Open hiroshinoji opened 8 years ago
Now CabochaAnnotator replaces the old annotations (chunks and dependencies) if exist.
Another option:
Anyway, each annotation should have an attribute recording the used annotator, e.g.:
<tokens annotators="juman">...</tokens>
<tokens annotators="knp">...</tokens>
I've changed this behavior of cabocha in d17b7511251c21be2f9be0de812227d4375a6b97 to remain the old annotation, because now annotator name (cabocha) is recorded on every element.
It may be better to support some option to decide whether leaving or replacing the old annotation as in -knp.replaceJumanTokens
Generally, remaining the same type of annotations with different annotators seems to make the lower-level processing a bit complicated, so the default behavior might be better to replace the old annotation.

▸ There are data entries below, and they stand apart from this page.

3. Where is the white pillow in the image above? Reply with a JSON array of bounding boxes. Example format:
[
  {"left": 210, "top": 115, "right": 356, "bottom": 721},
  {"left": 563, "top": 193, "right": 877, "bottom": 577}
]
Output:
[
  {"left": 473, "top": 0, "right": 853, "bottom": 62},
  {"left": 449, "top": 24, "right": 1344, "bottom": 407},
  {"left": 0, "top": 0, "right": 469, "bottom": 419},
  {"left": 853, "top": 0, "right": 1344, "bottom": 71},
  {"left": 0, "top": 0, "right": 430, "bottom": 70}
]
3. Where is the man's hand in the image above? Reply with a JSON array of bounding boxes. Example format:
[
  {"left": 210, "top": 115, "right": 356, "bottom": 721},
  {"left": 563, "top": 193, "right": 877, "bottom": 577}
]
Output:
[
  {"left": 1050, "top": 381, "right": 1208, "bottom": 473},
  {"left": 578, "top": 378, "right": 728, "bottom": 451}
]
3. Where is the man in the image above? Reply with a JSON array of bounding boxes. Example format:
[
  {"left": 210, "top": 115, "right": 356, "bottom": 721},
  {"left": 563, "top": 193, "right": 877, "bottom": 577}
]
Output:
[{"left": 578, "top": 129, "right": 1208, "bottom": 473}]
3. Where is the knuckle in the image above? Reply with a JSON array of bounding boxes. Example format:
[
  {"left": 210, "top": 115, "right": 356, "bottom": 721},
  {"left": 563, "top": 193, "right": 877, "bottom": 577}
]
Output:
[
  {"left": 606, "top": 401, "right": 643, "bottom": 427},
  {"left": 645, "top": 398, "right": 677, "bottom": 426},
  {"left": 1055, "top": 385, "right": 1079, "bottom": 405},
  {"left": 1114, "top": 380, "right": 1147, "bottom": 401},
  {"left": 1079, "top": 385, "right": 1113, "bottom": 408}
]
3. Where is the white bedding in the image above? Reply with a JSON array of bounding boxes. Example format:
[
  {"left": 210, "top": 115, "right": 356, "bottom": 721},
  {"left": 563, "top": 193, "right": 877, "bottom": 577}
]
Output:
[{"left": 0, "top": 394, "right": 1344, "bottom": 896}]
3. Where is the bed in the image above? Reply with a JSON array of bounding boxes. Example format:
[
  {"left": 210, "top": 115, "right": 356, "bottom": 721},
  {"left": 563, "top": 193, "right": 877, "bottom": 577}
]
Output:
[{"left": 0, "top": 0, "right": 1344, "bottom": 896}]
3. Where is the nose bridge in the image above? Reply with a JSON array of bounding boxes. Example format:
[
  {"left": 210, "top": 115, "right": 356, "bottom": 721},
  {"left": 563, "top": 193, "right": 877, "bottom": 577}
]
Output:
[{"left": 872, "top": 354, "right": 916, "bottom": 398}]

Currently, if we apply two annotators which annotate the same element, both are added to the result. Stanford CoreNLP instead overrides the old annotation. Following this, I implemented a method that checks whether there already exist the same elements when adding XML elements. Such duplicate occurs, e.g., when running a joint parser of POS and tree after applying POS tagger.
I plan to push this modification but I was also wondering this overriding method is the best way to resolve conflicts. Maybe it's better also to output some warnings, but this may be future work.